Bir gazetecinin "Danıştay kararından sonra Tekel işçileriyle ilgili bir çalışma yürütüyor musunuz?" sorusunu da Bakan Ömer Dinçer, "Biz Danıştay kararını inceledik. Bununla ilgili nihai kararın verilmesini bekliyoruz. Şayet bu karar gecikecek olursa, biz onunla ilgili ek bir tedbir düşündük. Belki işçilerimize ek bir süre vererek, yeniden müracaatlarını alacağız. O süreyi kullananlar 4C ile işine başlayacaklar. Kullanmayanlarsa kendi hayatlarına başka türlü devam edebilirler" şeklinde yanıtladı.
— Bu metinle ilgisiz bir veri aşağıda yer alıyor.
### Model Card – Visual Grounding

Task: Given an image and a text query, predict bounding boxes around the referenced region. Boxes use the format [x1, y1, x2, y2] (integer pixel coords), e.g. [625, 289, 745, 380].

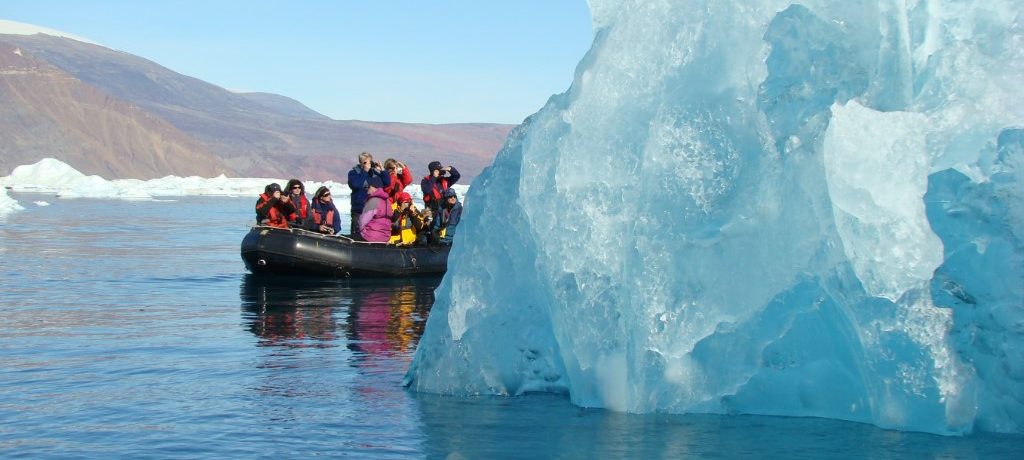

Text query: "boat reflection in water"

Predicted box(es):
[240, 275, 440, 354]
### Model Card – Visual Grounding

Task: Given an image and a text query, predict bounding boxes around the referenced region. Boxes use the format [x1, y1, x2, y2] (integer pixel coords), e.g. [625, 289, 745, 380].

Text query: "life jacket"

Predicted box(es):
[388, 203, 416, 245]
[265, 206, 294, 228]
[312, 208, 334, 228]
[421, 175, 449, 210]
[289, 194, 309, 220]
[256, 194, 295, 228]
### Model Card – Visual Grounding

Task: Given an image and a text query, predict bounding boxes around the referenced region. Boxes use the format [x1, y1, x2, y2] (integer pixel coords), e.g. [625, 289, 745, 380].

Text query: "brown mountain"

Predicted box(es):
[0, 42, 231, 178]
[0, 35, 512, 182]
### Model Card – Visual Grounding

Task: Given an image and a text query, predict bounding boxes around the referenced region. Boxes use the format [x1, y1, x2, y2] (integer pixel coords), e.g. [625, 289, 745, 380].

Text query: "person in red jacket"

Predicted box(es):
[283, 179, 309, 227]
[256, 182, 295, 228]
[420, 161, 462, 215]
[384, 158, 413, 203]
[420, 161, 462, 233]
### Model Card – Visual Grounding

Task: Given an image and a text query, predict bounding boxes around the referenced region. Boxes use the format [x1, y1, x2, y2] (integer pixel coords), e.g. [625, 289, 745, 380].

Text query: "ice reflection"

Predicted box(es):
[240, 275, 440, 352]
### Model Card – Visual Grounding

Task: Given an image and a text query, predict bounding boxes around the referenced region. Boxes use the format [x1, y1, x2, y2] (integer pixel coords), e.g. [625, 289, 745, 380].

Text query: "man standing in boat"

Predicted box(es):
[348, 152, 391, 236]
[420, 161, 462, 236]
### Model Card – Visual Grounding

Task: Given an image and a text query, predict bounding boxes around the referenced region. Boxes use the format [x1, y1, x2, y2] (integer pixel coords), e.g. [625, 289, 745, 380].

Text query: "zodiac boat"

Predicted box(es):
[242, 225, 452, 278]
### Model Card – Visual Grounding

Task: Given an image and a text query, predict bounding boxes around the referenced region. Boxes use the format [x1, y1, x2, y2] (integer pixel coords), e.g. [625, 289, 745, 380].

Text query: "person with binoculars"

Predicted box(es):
[348, 152, 391, 236]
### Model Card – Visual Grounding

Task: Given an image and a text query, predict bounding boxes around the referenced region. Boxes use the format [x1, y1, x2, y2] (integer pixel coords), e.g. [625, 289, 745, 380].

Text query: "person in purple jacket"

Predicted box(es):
[348, 152, 391, 237]
[359, 177, 391, 243]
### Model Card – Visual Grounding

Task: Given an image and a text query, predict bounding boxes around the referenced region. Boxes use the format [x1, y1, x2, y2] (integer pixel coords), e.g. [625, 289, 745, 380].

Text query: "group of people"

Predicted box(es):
[256, 152, 462, 246]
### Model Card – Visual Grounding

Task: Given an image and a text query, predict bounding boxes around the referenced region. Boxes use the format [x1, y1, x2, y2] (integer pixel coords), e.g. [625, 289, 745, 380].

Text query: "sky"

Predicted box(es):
[0, 0, 593, 124]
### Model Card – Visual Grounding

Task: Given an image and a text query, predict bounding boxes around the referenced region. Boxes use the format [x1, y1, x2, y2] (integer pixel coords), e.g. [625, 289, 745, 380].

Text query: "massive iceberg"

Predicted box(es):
[406, 0, 1024, 433]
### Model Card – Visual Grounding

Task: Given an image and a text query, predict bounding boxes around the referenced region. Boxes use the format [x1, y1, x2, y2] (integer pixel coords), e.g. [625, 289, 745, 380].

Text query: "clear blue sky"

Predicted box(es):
[0, 0, 592, 124]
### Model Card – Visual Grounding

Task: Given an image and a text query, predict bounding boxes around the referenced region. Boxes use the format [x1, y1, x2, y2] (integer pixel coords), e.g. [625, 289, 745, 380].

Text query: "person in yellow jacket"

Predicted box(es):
[388, 192, 431, 245]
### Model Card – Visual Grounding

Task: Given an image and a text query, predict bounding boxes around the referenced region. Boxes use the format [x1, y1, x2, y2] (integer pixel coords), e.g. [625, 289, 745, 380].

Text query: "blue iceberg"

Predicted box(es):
[406, 0, 1024, 434]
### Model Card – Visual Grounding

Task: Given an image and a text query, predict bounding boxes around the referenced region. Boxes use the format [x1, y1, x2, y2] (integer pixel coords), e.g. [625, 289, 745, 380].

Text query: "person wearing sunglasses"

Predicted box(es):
[309, 186, 341, 235]
[285, 179, 309, 227]
[348, 152, 391, 236]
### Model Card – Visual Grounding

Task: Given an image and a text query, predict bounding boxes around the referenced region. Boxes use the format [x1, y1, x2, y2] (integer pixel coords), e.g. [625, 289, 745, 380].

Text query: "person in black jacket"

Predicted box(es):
[256, 182, 295, 228]
[348, 152, 391, 235]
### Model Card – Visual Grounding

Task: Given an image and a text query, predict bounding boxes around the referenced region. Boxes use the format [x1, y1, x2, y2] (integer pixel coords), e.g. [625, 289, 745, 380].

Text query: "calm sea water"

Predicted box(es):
[0, 194, 1024, 459]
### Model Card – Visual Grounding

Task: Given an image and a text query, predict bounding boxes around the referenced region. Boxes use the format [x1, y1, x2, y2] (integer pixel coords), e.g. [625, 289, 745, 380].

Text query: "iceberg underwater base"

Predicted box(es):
[406, 0, 1024, 434]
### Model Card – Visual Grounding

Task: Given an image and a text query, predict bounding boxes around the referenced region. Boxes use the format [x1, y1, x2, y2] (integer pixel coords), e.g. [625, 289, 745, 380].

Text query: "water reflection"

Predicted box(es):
[240, 275, 440, 360]
[414, 393, 1022, 459]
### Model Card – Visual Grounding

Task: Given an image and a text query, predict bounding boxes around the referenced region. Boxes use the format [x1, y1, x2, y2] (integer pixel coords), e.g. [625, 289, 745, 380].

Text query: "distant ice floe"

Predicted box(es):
[0, 158, 468, 204]
[0, 19, 98, 45]
[0, 189, 25, 218]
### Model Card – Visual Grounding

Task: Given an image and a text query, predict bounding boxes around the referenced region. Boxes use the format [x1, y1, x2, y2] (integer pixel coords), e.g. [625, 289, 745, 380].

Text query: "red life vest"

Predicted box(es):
[423, 175, 449, 208]
[289, 195, 309, 220]
[256, 194, 295, 228]
[313, 204, 334, 228]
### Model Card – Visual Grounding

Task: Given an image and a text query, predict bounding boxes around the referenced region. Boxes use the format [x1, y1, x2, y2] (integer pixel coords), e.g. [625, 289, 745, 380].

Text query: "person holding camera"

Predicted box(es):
[309, 185, 341, 235]
[256, 182, 295, 228]
[388, 192, 430, 246]
[384, 158, 413, 203]
[348, 152, 391, 236]
[420, 161, 462, 232]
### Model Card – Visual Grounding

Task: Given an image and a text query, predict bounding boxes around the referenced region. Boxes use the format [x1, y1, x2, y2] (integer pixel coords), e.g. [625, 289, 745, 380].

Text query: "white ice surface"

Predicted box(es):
[407, 0, 1024, 433]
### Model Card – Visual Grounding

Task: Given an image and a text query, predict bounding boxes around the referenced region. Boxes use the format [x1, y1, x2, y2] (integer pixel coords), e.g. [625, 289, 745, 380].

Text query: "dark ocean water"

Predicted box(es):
[0, 194, 1024, 459]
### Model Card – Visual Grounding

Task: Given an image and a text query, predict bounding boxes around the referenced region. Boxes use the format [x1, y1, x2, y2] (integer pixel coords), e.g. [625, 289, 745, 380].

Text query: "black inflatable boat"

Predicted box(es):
[242, 226, 452, 278]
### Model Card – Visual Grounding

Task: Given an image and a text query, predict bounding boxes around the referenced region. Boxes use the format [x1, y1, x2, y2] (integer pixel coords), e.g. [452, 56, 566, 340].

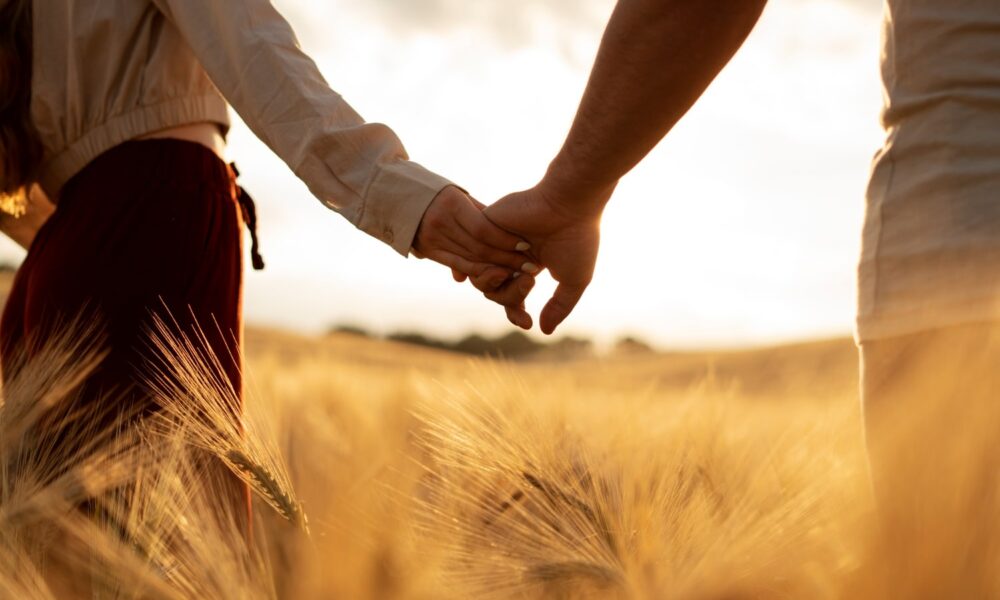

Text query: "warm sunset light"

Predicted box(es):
[0, 0, 1000, 600]
[3, 0, 882, 347]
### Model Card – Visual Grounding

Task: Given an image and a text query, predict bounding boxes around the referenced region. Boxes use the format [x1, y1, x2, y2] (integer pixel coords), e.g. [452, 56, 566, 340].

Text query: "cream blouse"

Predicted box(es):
[31, 0, 450, 255]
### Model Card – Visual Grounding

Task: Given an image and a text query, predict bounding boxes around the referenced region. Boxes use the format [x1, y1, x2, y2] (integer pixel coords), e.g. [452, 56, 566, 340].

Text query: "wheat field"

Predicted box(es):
[0, 304, 1000, 600]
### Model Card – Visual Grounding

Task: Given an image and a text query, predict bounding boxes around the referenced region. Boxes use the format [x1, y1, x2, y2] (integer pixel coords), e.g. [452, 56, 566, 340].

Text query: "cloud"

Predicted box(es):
[281, 0, 882, 48]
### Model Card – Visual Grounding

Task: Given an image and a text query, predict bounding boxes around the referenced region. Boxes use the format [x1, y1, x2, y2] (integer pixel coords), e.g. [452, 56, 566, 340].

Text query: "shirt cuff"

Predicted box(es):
[358, 160, 454, 256]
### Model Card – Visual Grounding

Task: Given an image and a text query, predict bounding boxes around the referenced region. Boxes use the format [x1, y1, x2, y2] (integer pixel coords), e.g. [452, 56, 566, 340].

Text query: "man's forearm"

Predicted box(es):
[545, 0, 766, 207]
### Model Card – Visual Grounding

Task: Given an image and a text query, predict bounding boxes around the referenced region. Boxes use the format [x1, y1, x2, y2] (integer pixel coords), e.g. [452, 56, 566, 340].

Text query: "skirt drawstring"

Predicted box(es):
[229, 163, 264, 271]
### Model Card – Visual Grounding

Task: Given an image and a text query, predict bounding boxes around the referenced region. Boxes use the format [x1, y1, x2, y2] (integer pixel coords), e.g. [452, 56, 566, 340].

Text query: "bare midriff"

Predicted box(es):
[135, 123, 226, 158]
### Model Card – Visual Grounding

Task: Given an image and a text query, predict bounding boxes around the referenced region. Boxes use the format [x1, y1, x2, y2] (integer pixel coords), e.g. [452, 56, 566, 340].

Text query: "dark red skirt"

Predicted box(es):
[0, 139, 246, 520]
[0, 139, 242, 392]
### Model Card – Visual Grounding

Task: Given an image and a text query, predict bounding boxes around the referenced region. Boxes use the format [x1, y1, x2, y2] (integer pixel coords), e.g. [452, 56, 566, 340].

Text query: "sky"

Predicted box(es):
[0, 0, 882, 348]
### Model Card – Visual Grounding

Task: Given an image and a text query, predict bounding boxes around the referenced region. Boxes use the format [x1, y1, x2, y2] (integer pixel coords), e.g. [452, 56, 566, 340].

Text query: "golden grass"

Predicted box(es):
[0, 331, 1000, 600]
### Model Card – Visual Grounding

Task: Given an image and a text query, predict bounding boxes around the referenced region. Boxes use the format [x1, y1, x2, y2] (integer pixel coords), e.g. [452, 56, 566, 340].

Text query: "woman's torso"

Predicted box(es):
[31, 0, 229, 197]
[858, 0, 1000, 340]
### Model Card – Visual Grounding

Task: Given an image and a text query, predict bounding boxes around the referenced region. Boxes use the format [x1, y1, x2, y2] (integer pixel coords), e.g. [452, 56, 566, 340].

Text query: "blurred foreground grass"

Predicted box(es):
[0, 312, 1000, 600]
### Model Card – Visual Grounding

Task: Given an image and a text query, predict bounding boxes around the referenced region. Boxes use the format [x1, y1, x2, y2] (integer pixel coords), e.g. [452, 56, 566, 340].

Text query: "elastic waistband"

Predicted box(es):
[60, 138, 234, 196]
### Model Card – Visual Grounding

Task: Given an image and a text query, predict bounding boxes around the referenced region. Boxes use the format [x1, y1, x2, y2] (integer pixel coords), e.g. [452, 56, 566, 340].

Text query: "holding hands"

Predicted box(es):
[413, 179, 614, 334]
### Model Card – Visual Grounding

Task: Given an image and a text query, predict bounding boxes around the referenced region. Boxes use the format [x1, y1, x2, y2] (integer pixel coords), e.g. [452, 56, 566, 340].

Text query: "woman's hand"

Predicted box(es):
[484, 182, 614, 334]
[0, 185, 56, 250]
[412, 186, 540, 302]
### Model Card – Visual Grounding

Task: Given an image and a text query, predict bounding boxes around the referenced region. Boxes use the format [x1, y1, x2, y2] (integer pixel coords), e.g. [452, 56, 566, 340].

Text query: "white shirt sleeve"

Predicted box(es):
[153, 0, 451, 256]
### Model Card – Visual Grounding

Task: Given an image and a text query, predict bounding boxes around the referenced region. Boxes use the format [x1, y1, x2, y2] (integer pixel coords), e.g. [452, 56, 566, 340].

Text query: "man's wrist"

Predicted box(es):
[536, 155, 618, 218]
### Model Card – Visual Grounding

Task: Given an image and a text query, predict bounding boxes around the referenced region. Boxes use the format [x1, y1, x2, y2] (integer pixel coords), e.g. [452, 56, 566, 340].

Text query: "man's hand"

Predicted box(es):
[484, 182, 614, 334]
[413, 186, 537, 294]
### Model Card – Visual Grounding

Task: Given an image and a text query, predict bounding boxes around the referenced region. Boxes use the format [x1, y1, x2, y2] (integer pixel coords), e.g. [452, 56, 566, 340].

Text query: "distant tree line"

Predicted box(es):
[331, 325, 653, 360]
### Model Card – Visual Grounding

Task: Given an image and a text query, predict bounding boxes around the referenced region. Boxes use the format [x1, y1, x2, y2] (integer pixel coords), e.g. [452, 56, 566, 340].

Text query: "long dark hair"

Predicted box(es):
[0, 0, 42, 215]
Türkiye'de kaçak Ermenilerin çalışmasına yönelik düşünceleri de sorulan Dinçer, kaçak olarak çalıştığını bildikleri insanların zaten çalışmalarına izin vermediklerini belirterek, "Sayın Başbakanımızın söylediği bu sözün, normal şartlarda Türkiye'nin barışı korumak adına bazı fedakarlıklar yaptığını vurgulamak mahiyetinde olduğu kanaatindeyim. Sadece dikkati çekmek üzere ve barışı korumak üzere söylenmiş bir sözdür o" dedi.